At a session discussing open data on the web at the Semantic Technology and Business Conference last week, W3C eGov consultant Phil Archer had this to say: That in his mind and the minds of the semantic web technology business people gathered at the event, “Open data is strongly associated with Linked Data, but the world doesn’t necessarily agree with us.”
What they are thinking about: “JSON and CSVs are the kings,” he said. “If you look at open data portals, CSVs [which get converted to JSON files] outweigh Linked Data by a mile,” he noted. And, he said, religious wars between those who see the world as triples vs. CSVs won’t be good for anyone. “If we keep telling the public sector to aim for 5-star data, vs. CSV 3-star data, we are in danger of the whole open data movement collapsing.”
No one wants that, and to address the big picture of realizing the promise of open data, April saw The Open Data on the Web workshop take place. It was organized by the W3C, the Open Data Institute, founded by Sir Tim Berners-Lee and Professor Nigel Shadbolt, and the Open Knowledge Foundation.

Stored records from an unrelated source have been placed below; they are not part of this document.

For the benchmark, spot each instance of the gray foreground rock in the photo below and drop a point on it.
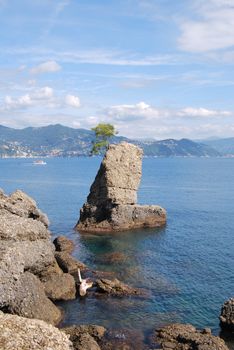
(227, 315)
(18, 333)
(187, 337)
(63, 244)
(112, 202)
(68, 263)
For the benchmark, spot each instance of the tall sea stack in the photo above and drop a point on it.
(112, 201)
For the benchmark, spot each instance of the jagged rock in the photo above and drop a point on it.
(60, 286)
(227, 314)
(17, 228)
(19, 203)
(68, 263)
(63, 244)
(187, 337)
(25, 248)
(30, 300)
(111, 204)
(116, 288)
(85, 337)
(20, 333)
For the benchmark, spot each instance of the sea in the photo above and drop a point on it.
(187, 267)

The OKF is responsible for the CKAN platform that the U.S. open government data portal, data.gov, now incorporates. “CKAN,” Archer said during his presentation, “is a really important platform and basically it’s about publishing CSVs, and it spits out a bit of RDF data.” He also noted that Dr. Rufus Pollock, founder and co-director of the Open Knowledge Foundation, has proposed a new standard for a data package that includes CSV and JSON. Frictionless Data, now in alpha, includes as principles using web-native formats like JSON. It defines a data package for delivery, installation and management of datasets, with a Simple Data Format (SDF) at heart whose key features are CSV for data, single JSON file (datapackage.json) to describe the dataset including a schema for data files, and the reuse wherever possible of existing work including other Data Protocols specifications.

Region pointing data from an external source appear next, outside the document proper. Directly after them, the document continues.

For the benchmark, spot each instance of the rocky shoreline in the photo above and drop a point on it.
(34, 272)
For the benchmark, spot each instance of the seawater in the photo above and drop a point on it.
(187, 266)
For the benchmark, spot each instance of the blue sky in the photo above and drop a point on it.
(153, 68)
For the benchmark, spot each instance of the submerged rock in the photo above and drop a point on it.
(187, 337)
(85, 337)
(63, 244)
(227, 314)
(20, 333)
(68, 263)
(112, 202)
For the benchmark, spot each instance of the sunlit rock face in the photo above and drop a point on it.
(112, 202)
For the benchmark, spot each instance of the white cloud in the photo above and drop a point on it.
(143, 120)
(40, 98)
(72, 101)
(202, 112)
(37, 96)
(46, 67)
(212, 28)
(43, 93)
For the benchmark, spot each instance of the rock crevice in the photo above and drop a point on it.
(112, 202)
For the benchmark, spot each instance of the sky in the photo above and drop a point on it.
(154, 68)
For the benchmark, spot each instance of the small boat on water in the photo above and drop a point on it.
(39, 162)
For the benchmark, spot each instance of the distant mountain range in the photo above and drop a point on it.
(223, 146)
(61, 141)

“He sees data as an egg,” Archer said, raising a little model egg, in contrast to the W3C RDF interconnected icon model he’d held up earlier, “a hermetically sealed thing… Pollock says to grab the data and metadata in package, open it up and make something of it.”
During his presentation, Archer noted that at the workshop, Pollack commented that RDF is not web-native. As recorded in the Open Data on the Web report here, Pollock commented that, “RDF isn't natural — and therefore is barely used — by the average Web developer or data wrangler. CSV, by contrast, is. And you are going to need to win the hearts and minds of those folks for whatever approach is proposed.” While some may disagree with that description (see this discussion), Archer pointed out that Pollock’s position represents a very large community. “Ignore people like him at your peril,” he said.

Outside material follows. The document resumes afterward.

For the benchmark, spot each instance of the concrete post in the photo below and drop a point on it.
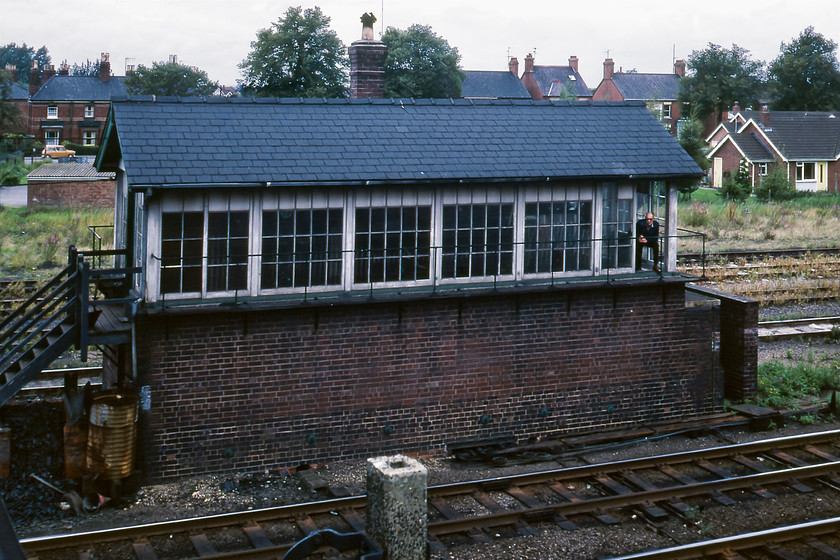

No Limits For Linked Data Either
At SemTechBiz, Archer discussed that the Open Data on the Web workshop also bore witness to exciting use cases of LOD. He pointed out, among other things, work that NXP Semiconductor is doing to publish product information catalogs as Linked Data for internal and possibly external use, too, and a vision of future product Linked Data from global standards body GS1 that includes a URI for every product and class of product.
To bring the various open data constituencies together, Archer discussed efforts including a CSV on the Web Working Group, part of the W3C Semantic Web Activity, that the W3C’s Ivan Herman will be spearheading. It cites as its mission providing technologies whereby data-dependent applications on the Web can provide higher interoperability when working with datasets using the CSV format. Archer also is developing a Data Best Practices Working Group, part of the W3C Semantic Web Activity, too, to provide guidance to publishers that will improve consistency in the way data is managed, thus promoting the re-use of data.
It’s closing the circle “so that publishers can see that data is being used and application developers can see [it is quality data] and it is being updated,” Archer said at the event. It’s about building “an ecosystem [in which open data operates] or else there’s the danger of data disappearing.” That ecosystem has to work for both open and closed data, considering how common it is for organizations to often use the former to augment the latter, he noted. “We have to talk about that closed data too and how it is handled in a way to make some sense,” Archer said.